Proponevo semplici suggestioni evocative: si attivavano i sensi e nella stanza risuonavano voci e parole di estati lontane, arrivava il profumo dell’origano, splendevano fiori di ibisco, ci commuoveva la presenza di chi avevamo amato e non c’è più.
“Quella volta che ho visto…ascoltato…sentito…gustato…” Basta aprire i canali sensibili e attendere la risposta al richiamo. Sicuramente arriverà, non sappiamo come e da dove: è questa una conferma che ogni volta mi sorprende.
Dall’evocazione al ricordo il passo è breve: le emozioni cominciano a muoversi, trovano la strada per toccare il cuore. Non c’è da meravigliarsi se si manifestano momenti di commozione sincera, che l’accoglienza del gruppo trasforma in collante che salda le relazioni e le rende più autentiche.
Più arduo ed impegnativo si fa il lavoro di scrittura quando il rammentare impegna la testa, oltre al cuore. Il mio aiuto e le mie proposizioni diventano più precise, offrono elenchi di parole tra le quali scegliere, impegnano in uno sforzo di riflessione, provano a scandagliare angoli oscuri, invitano a mettere a fuoco aspetti rimasti in ombra, nessi e legami rimossi…

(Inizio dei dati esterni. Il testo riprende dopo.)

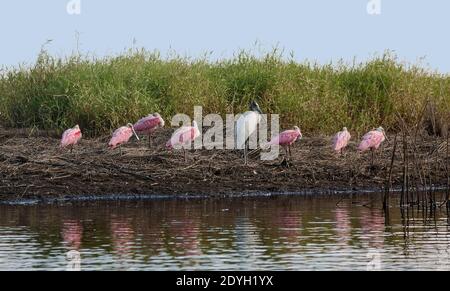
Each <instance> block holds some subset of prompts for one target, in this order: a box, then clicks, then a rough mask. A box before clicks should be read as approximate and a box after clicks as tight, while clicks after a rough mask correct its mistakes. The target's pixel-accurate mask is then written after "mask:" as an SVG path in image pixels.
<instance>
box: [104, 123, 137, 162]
mask: <svg viewBox="0 0 450 291" xmlns="http://www.w3.org/2000/svg"><path fill="white" fill-rule="evenodd" d="M133 134H134V135H135V136H136V139H137V140H139V137H138V136H137V134H136V131H134V127H133V124H131V123H128V124H127V126H122V127H120V128H118V129H116V131H114V133H113V136H112V138H111V140H110V141H109V143H108V147H109V148H110V149H112V150H113V149H115V148H116V147H119V149H120V154H121V155H122V144H124V143H127V142H128V141H129V140H130V138H131V136H133Z"/></svg>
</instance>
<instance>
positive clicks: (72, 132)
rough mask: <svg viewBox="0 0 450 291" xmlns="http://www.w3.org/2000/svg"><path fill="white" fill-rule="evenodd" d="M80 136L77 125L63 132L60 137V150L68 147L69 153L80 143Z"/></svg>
mask: <svg viewBox="0 0 450 291" xmlns="http://www.w3.org/2000/svg"><path fill="white" fill-rule="evenodd" d="M81 136H82V134H81V130H80V127H79V126H78V125H75V127H73V128H69V129H68V130H66V131H64V133H63V135H62V138H61V148H66V147H70V152H72V150H73V147H74V146H75V145H76V144H77V143H78V142H79V141H80V139H81Z"/></svg>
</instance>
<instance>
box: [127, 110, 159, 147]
mask: <svg viewBox="0 0 450 291" xmlns="http://www.w3.org/2000/svg"><path fill="white" fill-rule="evenodd" d="M162 127H164V119H162V117H161V115H159V113H153V114H150V115H148V116H147V117H144V118H142V119H140V120H139V121H138V122H136V123H135V124H134V130H135V131H136V133H137V134H142V135H148V145H149V147H150V146H151V145H152V139H151V136H152V133H153V132H154V131H155V130H156V129H158V128H162Z"/></svg>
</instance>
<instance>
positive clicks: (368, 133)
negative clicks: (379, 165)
mask: <svg viewBox="0 0 450 291" xmlns="http://www.w3.org/2000/svg"><path fill="white" fill-rule="evenodd" d="M385 140H386V133H385V131H384V129H383V128H382V127H379V128H377V129H375V130H372V131H369V132H368V133H366V134H365V135H364V136H363V138H362V141H361V143H360V144H359V146H358V150H359V151H361V152H365V151H367V150H369V149H370V150H371V152H372V166H373V155H374V150H377V149H378V148H379V147H380V146H381V144H382V143H383V142H384V141H385Z"/></svg>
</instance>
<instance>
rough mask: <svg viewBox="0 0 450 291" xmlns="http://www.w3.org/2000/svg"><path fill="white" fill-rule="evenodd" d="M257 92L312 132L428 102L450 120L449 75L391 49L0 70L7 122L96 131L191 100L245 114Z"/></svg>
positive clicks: (20, 123)
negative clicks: (322, 62)
mask: <svg viewBox="0 0 450 291" xmlns="http://www.w3.org/2000/svg"><path fill="white" fill-rule="evenodd" d="M252 99H257V100H258V101H259V102H260V105H261V107H262V108H263V110H264V111H266V112H268V113H278V114H280V115H281V121H282V127H283V128H285V127H290V126H292V125H299V126H301V128H302V130H303V131H305V132H309V133H311V134H319V133H323V134H330V133H333V132H336V131H337V130H339V129H340V128H341V127H343V126H347V127H349V128H350V129H351V130H352V131H355V132H359V133H361V132H363V131H366V130H367V129H371V128H373V127H377V126H379V125H383V126H384V127H386V128H387V129H391V130H394V129H395V128H399V127H398V124H397V122H398V118H396V115H398V114H399V115H401V116H402V117H403V119H404V120H405V121H406V122H407V123H408V124H409V125H414V124H415V123H416V122H418V117H419V115H420V111H421V109H422V108H423V107H424V106H425V104H426V103H427V102H432V103H433V104H434V105H435V108H437V111H438V112H437V113H436V114H439V115H440V116H441V117H442V119H443V120H450V77H449V76H447V75H442V74H439V73H435V72H430V71H427V70H425V69H423V68H421V67H420V66H415V65H405V64H402V63H400V62H398V61H397V59H396V57H395V56H393V55H392V54H390V53H386V54H384V55H383V56H380V57H376V58H374V59H372V60H370V61H368V62H365V63H360V64H351V65H346V64H342V63H338V64H335V65H333V64H329V65H323V66H320V65H317V64H315V63H308V62H304V63H297V62H295V61H293V60H290V59H286V58H284V57H283V56H282V55H281V54H280V53H279V52H277V51H274V52H272V53H268V54H266V55H263V56H259V57H257V56H255V55H253V54H251V53H248V52H245V51H244V52H240V53H239V54H237V55H236V56H235V57H234V58H232V59H225V60H219V61H210V60H208V59H205V58H203V59H196V60H195V59H194V60H192V59H189V58H185V57H179V56H172V57H170V58H163V57H161V55H160V54H159V53H157V52H148V51H145V50H137V51H136V50H133V51H129V52H126V53H124V54H122V55H119V56H114V57H107V58H100V59H95V58H89V57H87V56H80V55H74V56H71V57H68V58H65V59H60V58H56V57H53V56H50V55H49V54H47V53H46V52H45V51H42V52H41V54H40V55H39V57H38V59H37V61H36V63H35V64H34V65H33V66H31V67H19V68H13V69H8V70H7V71H6V72H5V73H3V74H2V75H1V76H0V122H1V123H3V124H4V125H5V126H11V127H38V128H42V129H60V130H63V129H65V128H67V127H71V126H73V125H74V124H80V126H81V127H82V128H83V129H84V130H85V131H86V132H87V133H89V134H90V135H98V134H103V133H108V132H110V131H111V129H113V128H116V127H117V126H119V125H123V124H126V123H127V122H133V121H135V120H137V119H139V118H140V117H142V116H144V115H147V114H148V113H150V112H156V111H157V112H160V113H161V114H162V115H163V116H164V117H166V118H167V117H171V116H173V115H174V114H176V113H180V112H182V113H187V114H192V110H193V106H194V105H202V106H203V111H204V114H208V113H220V114H223V115H224V114H226V113H237V112H242V111H243V110H246V107H247V104H248V102H249V101H250V100H252Z"/></svg>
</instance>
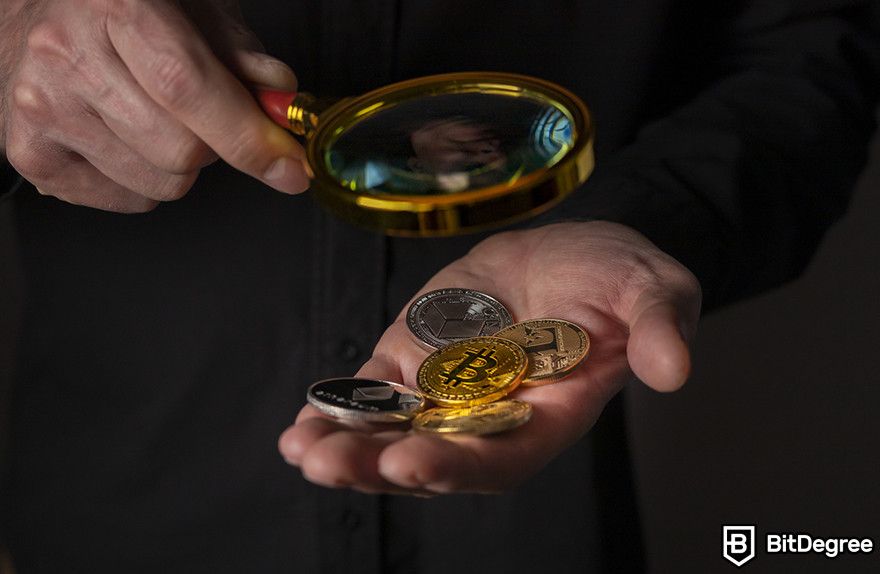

C’è poi il gioco delle risonanze. Ho trascritto e ritagliato brevi frasi d’autore, avvolgendole in minuscoli rotolini di carta, da cui invito a pescare, proprio come nelle sagre di paese alle pesche di beneficienza. Cosa provoca srotolarle e leggerle? Fanno affiorare ricordi, stimolano riflessioni o approfondimenti, suscitano interrogativi o memorie, chiedono di essere accolte nel silenzio…
Anche il mio percorso è stato un continuo procedere per risonanze: esterne ed interne.
Ho letto e riletto testi sulla scrittura creativa e sull‘autobiografia, ho fatto uso di tecniche e suggerimenti mutuati da chi da anni studia e lavora sui temi della narrazione, ma soprattutto ho lasciato libere di esprimersi le mie “voci di dentro”, mentre cercavo di captare e far vibrare quelle del gruppo, sensibilissima cassa di risonanza.
Il nostro è stato un procedere con leggerezza. Non avrebbe potuto essere diversamente per le caratteristiche stesse del luogo e del tempo dei nostri incontri. Eppure proprio questa leggerezza ci ha consentito di affarciarci su scorci impensati e di sfiorare profondità dell’anima.
Le parole a volte sgorgavano impetuose, a volte chiedevano di essere riprese con un successivo lavoro di lima e di cesello, a volte non trovavano il varco per uscire all’esterno e covavano dentro, a volte si accontentavano di essere ascoltate…e mentre le cercavamo con attenzione e con cura, si prendevano cura di noi.